Blue's never been invited over here, has never been in my space.

We'd be alone.

I break free from that monster's grip, race to the phone, and call him back.

My voice wants to give away my anxiety, but I focus on my breathing, my words, then I talk in a controlled tone, tell him, “Look . . . if . . . since Monica's sleep, I'll run over there.”

He says, “I'm dressed and I was on the way.”
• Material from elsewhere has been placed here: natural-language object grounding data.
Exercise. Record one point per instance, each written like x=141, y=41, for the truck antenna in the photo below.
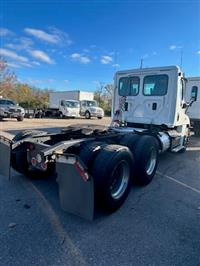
x=181, y=58
x=141, y=62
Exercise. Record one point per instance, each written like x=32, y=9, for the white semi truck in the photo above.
x=193, y=88
x=96, y=165
x=73, y=104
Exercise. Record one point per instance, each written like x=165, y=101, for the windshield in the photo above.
x=7, y=102
x=92, y=104
x=72, y=104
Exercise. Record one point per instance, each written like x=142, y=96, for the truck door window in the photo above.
x=129, y=86
x=134, y=86
x=155, y=85
x=194, y=92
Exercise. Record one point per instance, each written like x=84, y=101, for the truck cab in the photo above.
x=152, y=99
x=10, y=109
x=89, y=108
x=69, y=108
x=151, y=96
x=193, y=92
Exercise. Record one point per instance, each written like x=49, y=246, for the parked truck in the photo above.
x=193, y=88
x=10, y=109
x=96, y=165
x=73, y=104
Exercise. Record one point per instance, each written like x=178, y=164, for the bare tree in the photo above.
x=7, y=79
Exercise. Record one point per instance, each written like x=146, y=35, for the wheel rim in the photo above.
x=151, y=163
x=120, y=178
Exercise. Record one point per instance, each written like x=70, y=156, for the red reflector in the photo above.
x=33, y=161
x=30, y=146
x=81, y=171
x=44, y=166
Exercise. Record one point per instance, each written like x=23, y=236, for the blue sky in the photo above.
x=80, y=44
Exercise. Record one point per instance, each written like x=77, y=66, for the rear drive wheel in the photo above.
x=87, y=115
x=112, y=170
x=146, y=156
x=20, y=118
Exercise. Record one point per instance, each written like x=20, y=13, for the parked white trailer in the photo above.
x=193, y=87
x=97, y=164
x=74, y=104
x=56, y=97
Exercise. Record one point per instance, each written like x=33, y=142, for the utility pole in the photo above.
x=181, y=58
x=141, y=62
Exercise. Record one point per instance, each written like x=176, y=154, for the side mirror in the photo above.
x=194, y=93
x=194, y=97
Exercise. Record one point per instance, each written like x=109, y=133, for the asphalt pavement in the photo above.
x=157, y=225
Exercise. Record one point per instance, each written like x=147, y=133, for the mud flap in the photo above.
x=5, y=156
x=76, y=191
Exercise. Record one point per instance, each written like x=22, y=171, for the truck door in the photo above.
x=145, y=98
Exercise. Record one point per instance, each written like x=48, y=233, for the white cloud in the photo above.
x=12, y=55
x=174, y=47
x=22, y=44
x=13, y=65
x=42, y=56
x=116, y=65
x=35, y=63
x=5, y=32
x=80, y=58
x=106, y=59
x=38, y=81
x=55, y=36
x=40, y=34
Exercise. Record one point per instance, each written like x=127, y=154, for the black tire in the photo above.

“No,” I snap. Again, I focus on my breathing. “I mean . . . Blue . . . I'll . . . let . . . I was about to take the trash out and then . . . then . . . then I'll run over there.”

 

Livvy is coming down Fairfax, on the other side of the stop sign at 62nd Street. I see her bright headlights zooming this way as I jog across the street. My front door is open so she can get in. I wave, not sure if she sees or can tell it's me, then rush up the stairs to Blue's building.

His door is open and I go in without knocking, wanting to rush inside before anyone sees me. I say his name, then walk to the kitchen. He has on jeans and a
GARY COLEMAN FOR GOVERNOR
T-shirt. Blue is putting a cup in the sink, as if he were cleaning up the kitchen before I came over.

We're face-to-face.

I say, “Hi.”

He says, “Hi.”

We say that as if we haven't seen or talked to each other in weeks.

He says, “Nice pajamas. Matching duck slippers. Cute.”

“Thanks. From the Peabody in Memphis.”

He walks by me. We don't touch. I stand in the doorway between the kitchen and the living room, watching him go to a table near his bay window. The table is small, has a candle-holder with seven candles: three red, three green, the center one black.

I say, “Nice Kinara.”

“Thanks.”

The wooden table is set up with fruits, vegetables, one ear of corn, and a straw place mat.

I say, “It's beautiful.”

“Bought the table and place mat yesterday.”

“You're getting geared up for Kwanzaa.”

“Have to get to Leimert Park and find a better Unity cup.”